It was like a bolt out of the blue for Niva Rani when her husband suddenly died six years ago, leaving her alone with two infant sons to care for amid utter poverty. However, she did not give up.
Now, her elder son is working as an electronic mechanic in a local workshop and the younger one is a sixth grader, thanks to Ohi Jute Fibres Mill in the Bscic Industrial Park in Gaibandha. That is where Niva Rani has been working since her husband's death.
She joined the factory as a printing helper, but now she has been promoted to printing operator. In the meantime, her salary has also increased.
"My children and I are living happily together now. What can be greater happiness than to live a life by earning money with your own labour," she said.
As in Niva Rani's case, Ohi Jute Fibres Mill has also changed the life of many other women, its policy being to employ helpless and impoverished women in its factory. Currently, 80 of the factory's 100 employees happen to be women.
Shumi Khatun, from Tulshighat in Gaibandha sadar, has been working in this factory since its inception in 2007 as a printing operator.
"A woman who earns her own bread is respected everywhere. This factory has made me self-reliant," she said.
The factory, situated on 55 decimals of land, produces different types of sacks from jute fibre. It produces around 10,000 sacks and does printing work on around 20,000 sacks per day.
Most of the production work includes sewing, sack making and printing work done by female workers.

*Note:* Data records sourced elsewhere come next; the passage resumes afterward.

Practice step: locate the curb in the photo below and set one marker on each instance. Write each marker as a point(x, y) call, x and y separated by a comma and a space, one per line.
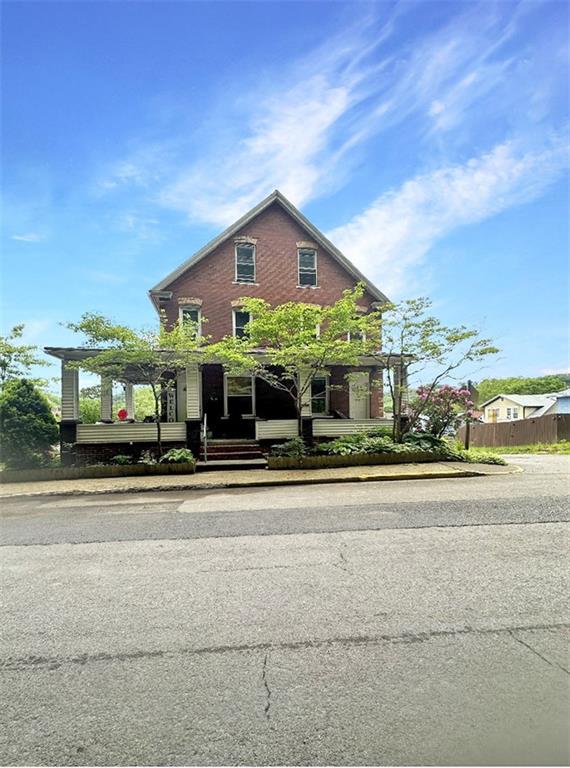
point(267, 483)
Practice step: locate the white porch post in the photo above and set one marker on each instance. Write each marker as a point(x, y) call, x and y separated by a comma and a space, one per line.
point(69, 393)
point(306, 404)
point(130, 400)
point(401, 385)
point(106, 398)
point(193, 399)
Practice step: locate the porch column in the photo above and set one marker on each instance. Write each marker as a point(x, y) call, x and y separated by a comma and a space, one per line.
point(376, 393)
point(130, 400)
point(69, 393)
point(193, 382)
point(106, 398)
point(401, 383)
point(306, 405)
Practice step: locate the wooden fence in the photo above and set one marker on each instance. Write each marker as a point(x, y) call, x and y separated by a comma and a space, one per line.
point(546, 429)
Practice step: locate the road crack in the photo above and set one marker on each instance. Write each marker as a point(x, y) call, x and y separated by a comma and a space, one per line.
point(536, 653)
point(267, 688)
point(21, 663)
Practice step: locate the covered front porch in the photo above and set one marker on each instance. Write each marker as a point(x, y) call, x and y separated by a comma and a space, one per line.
point(204, 402)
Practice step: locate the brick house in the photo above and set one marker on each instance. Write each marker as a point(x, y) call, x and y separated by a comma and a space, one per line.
point(273, 252)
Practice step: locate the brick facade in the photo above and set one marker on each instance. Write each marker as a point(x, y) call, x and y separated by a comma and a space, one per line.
point(277, 236)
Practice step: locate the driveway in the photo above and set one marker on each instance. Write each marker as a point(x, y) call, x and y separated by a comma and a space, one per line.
point(402, 623)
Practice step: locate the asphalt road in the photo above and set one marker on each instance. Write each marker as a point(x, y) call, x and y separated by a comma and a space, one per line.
point(421, 622)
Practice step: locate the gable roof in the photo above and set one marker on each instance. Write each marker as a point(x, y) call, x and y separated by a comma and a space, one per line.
point(274, 197)
point(525, 401)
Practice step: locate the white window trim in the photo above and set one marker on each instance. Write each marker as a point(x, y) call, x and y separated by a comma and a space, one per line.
point(234, 311)
point(349, 336)
point(254, 247)
point(327, 378)
point(316, 285)
point(226, 410)
point(191, 306)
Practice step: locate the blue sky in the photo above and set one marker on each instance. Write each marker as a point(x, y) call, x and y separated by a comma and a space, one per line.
point(428, 140)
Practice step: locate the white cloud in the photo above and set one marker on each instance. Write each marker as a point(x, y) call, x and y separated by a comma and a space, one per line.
point(106, 278)
point(397, 230)
point(29, 237)
point(305, 127)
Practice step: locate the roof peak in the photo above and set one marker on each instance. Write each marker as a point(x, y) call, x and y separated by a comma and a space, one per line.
point(295, 213)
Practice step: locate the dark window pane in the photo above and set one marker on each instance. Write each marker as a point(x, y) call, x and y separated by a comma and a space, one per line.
point(239, 386)
point(307, 278)
point(192, 315)
point(244, 254)
point(245, 272)
point(307, 259)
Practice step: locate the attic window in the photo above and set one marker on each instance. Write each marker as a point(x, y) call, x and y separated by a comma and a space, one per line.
point(307, 266)
point(190, 313)
point(245, 263)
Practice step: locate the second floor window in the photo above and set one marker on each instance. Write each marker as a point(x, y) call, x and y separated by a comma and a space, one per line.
point(245, 263)
point(307, 266)
point(241, 319)
point(191, 314)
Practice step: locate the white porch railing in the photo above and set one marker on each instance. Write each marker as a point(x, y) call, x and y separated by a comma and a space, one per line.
point(339, 427)
point(276, 429)
point(130, 433)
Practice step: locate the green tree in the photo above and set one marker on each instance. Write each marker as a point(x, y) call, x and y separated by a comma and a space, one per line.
point(16, 359)
point(518, 385)
point(28, 429)
point(299, 340)
point(415, 343)
point(147, 356)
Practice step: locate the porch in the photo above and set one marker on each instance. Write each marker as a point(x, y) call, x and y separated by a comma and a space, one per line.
point(203, 397)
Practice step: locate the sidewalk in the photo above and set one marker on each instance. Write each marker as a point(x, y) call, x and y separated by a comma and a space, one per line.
point(251, 479)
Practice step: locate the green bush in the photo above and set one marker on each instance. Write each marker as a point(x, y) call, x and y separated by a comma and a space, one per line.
point(122, 459)
point(482, 457)
point(425, 441)
point(178, 456)
point(293, 449)
point(28, 430)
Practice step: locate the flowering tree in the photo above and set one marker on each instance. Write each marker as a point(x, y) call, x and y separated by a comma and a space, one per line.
point(415, 343)
point(443, 408)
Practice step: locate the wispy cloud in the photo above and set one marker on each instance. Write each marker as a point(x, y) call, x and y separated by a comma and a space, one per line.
point(399, 228)
point(29, 237)
point(303, 136)
point(106, 278)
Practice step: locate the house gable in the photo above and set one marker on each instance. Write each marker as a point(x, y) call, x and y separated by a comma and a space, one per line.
point(278, 231)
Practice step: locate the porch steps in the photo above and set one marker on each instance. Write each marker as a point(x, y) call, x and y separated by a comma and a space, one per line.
point(232, 454)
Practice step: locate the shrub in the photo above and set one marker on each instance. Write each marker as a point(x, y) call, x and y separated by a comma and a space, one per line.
point(482, 457)
point(425, 441)
point(293, 449)
point(122, 459)
point(147, 457)
point(28, 429)
point(178, 456)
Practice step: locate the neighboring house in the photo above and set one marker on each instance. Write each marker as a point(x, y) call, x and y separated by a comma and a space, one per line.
point(274, 253)
point(515, 407)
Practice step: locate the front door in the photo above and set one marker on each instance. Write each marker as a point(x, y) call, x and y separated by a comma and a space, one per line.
point(239, 403)
point(359, 397)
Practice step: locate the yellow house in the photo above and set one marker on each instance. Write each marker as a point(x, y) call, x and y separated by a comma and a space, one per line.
point(513, 407)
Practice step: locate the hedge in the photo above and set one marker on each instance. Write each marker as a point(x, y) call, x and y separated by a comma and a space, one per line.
point(353, 460)
point(75, 473)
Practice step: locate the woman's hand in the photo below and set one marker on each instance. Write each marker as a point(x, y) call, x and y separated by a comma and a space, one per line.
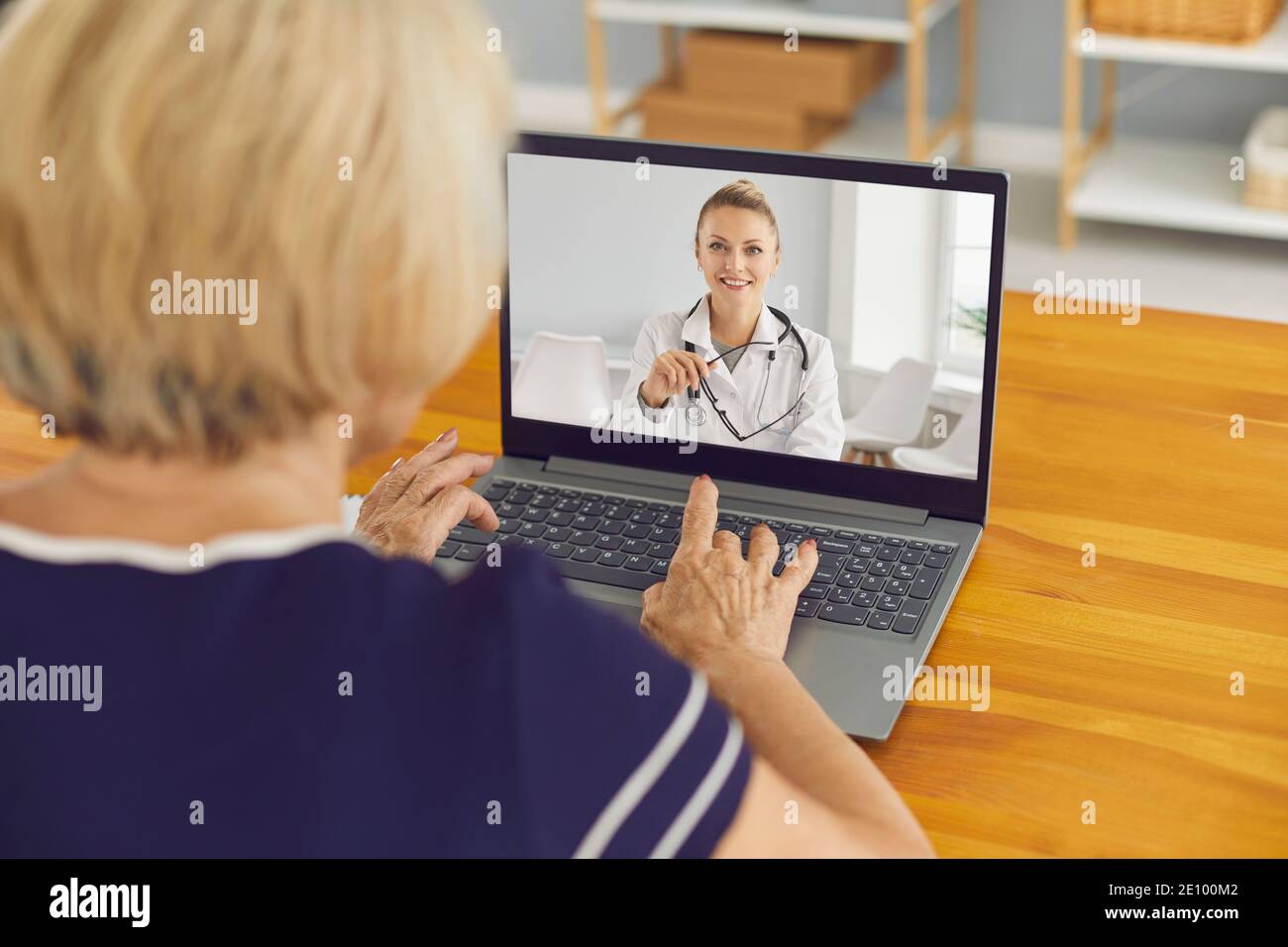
point(415, 504)
point(716, 605)
point(673, 371)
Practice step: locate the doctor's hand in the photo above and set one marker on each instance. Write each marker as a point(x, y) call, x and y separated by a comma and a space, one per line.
point(416, 502)
point(673, 371)
point(716, 608)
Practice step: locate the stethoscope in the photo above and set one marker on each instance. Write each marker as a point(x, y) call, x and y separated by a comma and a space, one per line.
point(697, 415)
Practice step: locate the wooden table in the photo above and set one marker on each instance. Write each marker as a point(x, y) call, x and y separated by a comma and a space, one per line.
point(1109, 684)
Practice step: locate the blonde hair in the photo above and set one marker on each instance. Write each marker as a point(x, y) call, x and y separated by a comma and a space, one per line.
point(211, 138)
point(739, 193)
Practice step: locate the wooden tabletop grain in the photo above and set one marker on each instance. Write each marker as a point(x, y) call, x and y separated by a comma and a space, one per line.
point(1111, 684)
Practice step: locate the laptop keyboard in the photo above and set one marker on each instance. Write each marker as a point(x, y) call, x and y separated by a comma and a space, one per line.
point(863, 579)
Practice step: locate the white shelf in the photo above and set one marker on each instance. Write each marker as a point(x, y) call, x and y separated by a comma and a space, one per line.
point(1267, 54)
point(883, 20)
point(1179, 184)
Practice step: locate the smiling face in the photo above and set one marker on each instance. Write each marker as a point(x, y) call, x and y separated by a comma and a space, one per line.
point(738, 252)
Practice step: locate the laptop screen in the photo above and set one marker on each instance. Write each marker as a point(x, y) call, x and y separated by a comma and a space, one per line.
point(802, 316)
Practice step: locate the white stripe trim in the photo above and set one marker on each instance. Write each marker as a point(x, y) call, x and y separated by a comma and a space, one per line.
point(702, 797)
point(647, 774)
point(262, 544)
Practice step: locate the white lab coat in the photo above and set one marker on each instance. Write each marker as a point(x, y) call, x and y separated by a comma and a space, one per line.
point(815, 429)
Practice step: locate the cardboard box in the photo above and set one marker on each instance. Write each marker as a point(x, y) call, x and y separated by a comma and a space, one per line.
point(827, 77)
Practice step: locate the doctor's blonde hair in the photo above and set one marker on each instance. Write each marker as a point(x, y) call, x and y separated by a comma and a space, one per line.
point(739, 193)
point(347, 155)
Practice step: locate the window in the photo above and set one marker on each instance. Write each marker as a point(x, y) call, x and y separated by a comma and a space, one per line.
point(967, 250)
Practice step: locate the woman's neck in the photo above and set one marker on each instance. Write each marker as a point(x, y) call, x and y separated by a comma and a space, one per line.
point(733, 326)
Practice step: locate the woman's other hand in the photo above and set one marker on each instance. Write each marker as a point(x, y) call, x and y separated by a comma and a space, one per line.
point(673, 371)
point(415, 504)
point(715, 605)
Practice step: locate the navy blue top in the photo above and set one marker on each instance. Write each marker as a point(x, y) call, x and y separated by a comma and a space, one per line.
point(493, 716)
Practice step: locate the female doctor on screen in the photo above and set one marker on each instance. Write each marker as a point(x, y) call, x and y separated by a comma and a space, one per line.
point(738, 371)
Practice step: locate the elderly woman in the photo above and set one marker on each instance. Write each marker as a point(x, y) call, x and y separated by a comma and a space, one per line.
point(240, 243)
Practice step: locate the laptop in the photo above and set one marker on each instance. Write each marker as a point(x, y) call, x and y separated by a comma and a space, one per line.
point(889, 270)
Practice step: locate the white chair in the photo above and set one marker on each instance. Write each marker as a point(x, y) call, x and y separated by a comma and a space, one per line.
point(563, 379)
point(957, 457)
point(896, 411)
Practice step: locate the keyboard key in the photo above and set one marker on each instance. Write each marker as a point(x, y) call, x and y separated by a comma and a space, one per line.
point(906, 622)
point(805, 607)
point(844, 615)
point(881, 621)
point(593, 573)
point(923, 585)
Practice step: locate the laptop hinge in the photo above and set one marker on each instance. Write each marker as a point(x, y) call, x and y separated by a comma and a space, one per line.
point(738, 489)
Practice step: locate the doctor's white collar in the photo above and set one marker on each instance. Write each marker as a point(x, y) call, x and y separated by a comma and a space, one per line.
point(697, 328)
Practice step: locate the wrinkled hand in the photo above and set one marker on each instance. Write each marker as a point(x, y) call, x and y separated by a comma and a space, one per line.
point(715, 604)
point(415, 504)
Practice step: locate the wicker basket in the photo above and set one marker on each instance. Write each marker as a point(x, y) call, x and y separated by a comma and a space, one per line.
point(1266, 155)
point(1198, 21)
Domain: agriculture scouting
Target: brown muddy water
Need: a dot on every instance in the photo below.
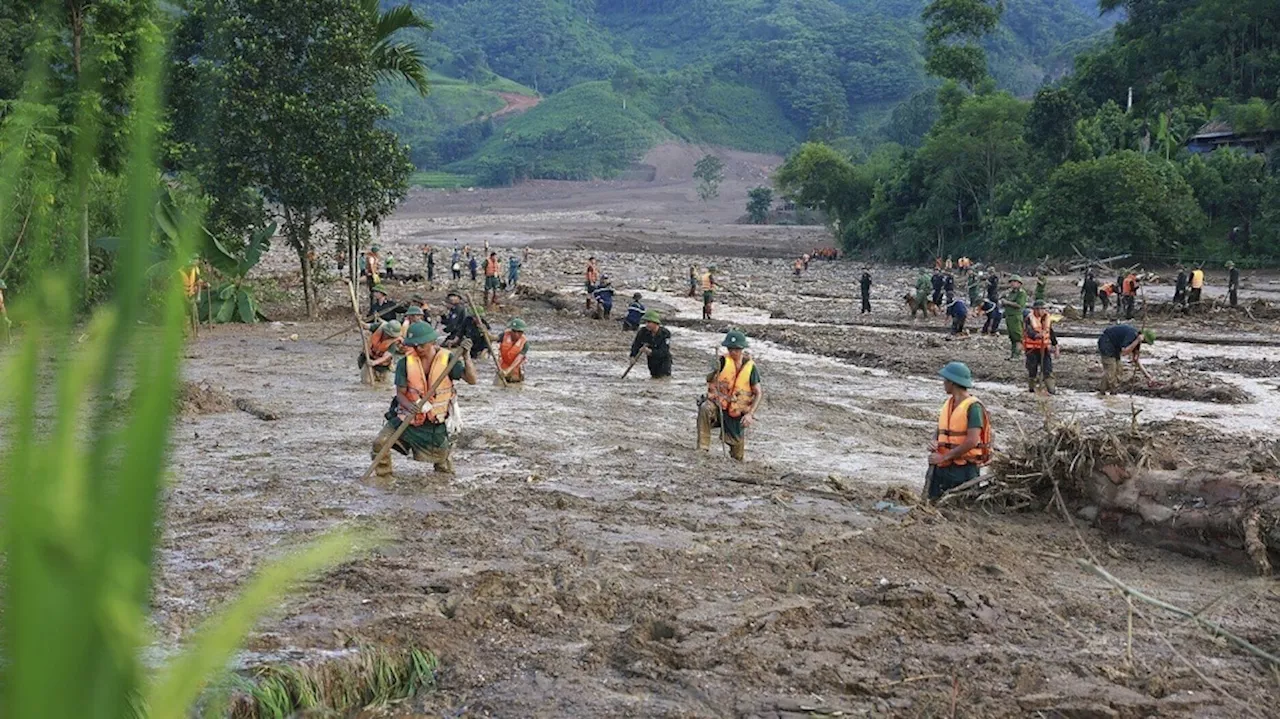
(588, 562)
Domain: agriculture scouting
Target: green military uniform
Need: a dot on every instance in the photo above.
(428, 442)
(1014, 302)
(711, 415)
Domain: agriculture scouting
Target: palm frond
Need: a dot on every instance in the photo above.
(401, 60)
(401, 17)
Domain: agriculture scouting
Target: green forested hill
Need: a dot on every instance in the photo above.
(757, 74)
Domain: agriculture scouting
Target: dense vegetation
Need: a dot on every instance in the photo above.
(753, 74)
(997, 175)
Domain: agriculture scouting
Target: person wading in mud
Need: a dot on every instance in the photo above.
(709, 287)
(592, 278)
(492, 284)
(1115, 343)
(384, 349)
(963, 445)
(653, 340)
(734, 393)
(426, 439)
(1013, 303)
(512, 352)
(1040, 346)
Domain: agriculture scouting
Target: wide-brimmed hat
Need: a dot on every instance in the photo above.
(958, 372)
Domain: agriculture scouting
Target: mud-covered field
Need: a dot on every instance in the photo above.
(586, 560)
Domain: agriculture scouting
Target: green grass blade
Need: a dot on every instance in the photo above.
(186, 677)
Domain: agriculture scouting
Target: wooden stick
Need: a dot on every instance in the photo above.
(1215, 628)
(488, 343)
(366, 372)
(417, 408)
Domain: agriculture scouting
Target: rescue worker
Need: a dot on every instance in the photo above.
(1105, 294)
(990, 310)
(383, 349)
(512, 273)
(191, 289)
(373, 270)
(964, 436)
(653, 340)
(1129, 292)
(492, 284)
(425, 366)
(734, 393)
(1088, 293)
(1013, 305)
(1040, 344)
(4, 314)
(709, 285)
(922, 294)
(382, 306)
(1116, 342)
(1197, 285)
(512, 352)
(958, 311)
(635, 314)
(603, 298)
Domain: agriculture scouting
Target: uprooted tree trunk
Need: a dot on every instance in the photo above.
(1120, 477)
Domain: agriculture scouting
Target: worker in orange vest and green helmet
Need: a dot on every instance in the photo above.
(964, 434)
(732, 395)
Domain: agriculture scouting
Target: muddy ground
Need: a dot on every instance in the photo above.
(588, 562)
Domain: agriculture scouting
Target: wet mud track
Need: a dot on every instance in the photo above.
(588, 562)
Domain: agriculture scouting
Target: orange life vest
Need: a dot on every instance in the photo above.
(380, 344)
(731, 388)
(1041, 326)
(510, 351)
(954, 427)
(437, 410)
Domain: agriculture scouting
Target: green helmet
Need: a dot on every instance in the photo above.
(420, 334)
(735, 339)
(958, 372)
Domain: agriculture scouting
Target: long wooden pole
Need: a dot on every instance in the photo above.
(488, 343)
(366, 372)
(417, 408)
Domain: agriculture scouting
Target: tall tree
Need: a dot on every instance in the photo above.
(295, 118)
(952, 31)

Shanthana Rani, who has been working here for five years, said, "My salary is Tk8,000 which I spend on my family. However, the factory is also like a second family to me. Ohi Jute Fibres Mill is proof that women can run a factory."
The raw materials for making sacks in the factory are mainly bought from the northern districts of the country and Narayanganj. It needs around 50,000 tonnes of raw materials every week.
Chameli Begum has been making sacks in the factory for 12 years. She said, "My husband is a farmer. I helped him take two bighas of land on lease for agriculture with the money that I earned working in this factory. We also have built a house in the village."
Not only in the production section, the factory has women workers in the managerial section too.
Tania Sultana Lithi, formerly a leading figure in a leftist political organisation who has also been involved in sports, is working as the manager of Ohi Jute Fibres Mill.
"Opportunities for women's employment in small towns are very limited. On top of that, many people do not support women's employment in our country. Despite all these obstacles, women have caused a revolution in our factory," she said.
"There are many benefits to working with women. They can be controlled easily. They work with diligence in the interest of the factory's making profits," she added.
Sudhir Chandra Sarkar, mechanical foreman of the factory, said, "I have been working here for 12 years. Male and female workers in this factory work like a family."
The factory went into operation in 2007 with only 35 workers. Abul Kashem Sabuj, the owner of Ohi Jute Fibers Mill, said, "We mainly produce and print sacks for the Ministry of Agriculture and Food. Earlier, I had a factory in Dhaka. I took a plot and set up this factory in the BSCIC Industrial Park in Gaibandha when I came here to visit my in-laws. I have tried to create work opportunities for the neglected women of this region in this factory."
Regarding hiring 80% women workers, he said, "Actually, women are more active than men at work. They are responsible too. They do not waste time in the name of tea and cigarette breaks. Overall development of the country is not possible if half of its population is left behind. This is the reason for giving priority to backward women workers."
He added that the factory will employ 40 more women soon as part of an expansion plan.
In the last two years during the Covid-19 period, the factory was closed only for 13 days. The women workers of the factory greatly contributed to the production of sacks for the country's food aid during the crisis.
Rabin Chandra Roy, assistant general manager of Gaibandha BSCIC, said, "This factory has done a great job by employing a lot of women workers. BSCIC is always ready to provide all kinds of help for such initiatives."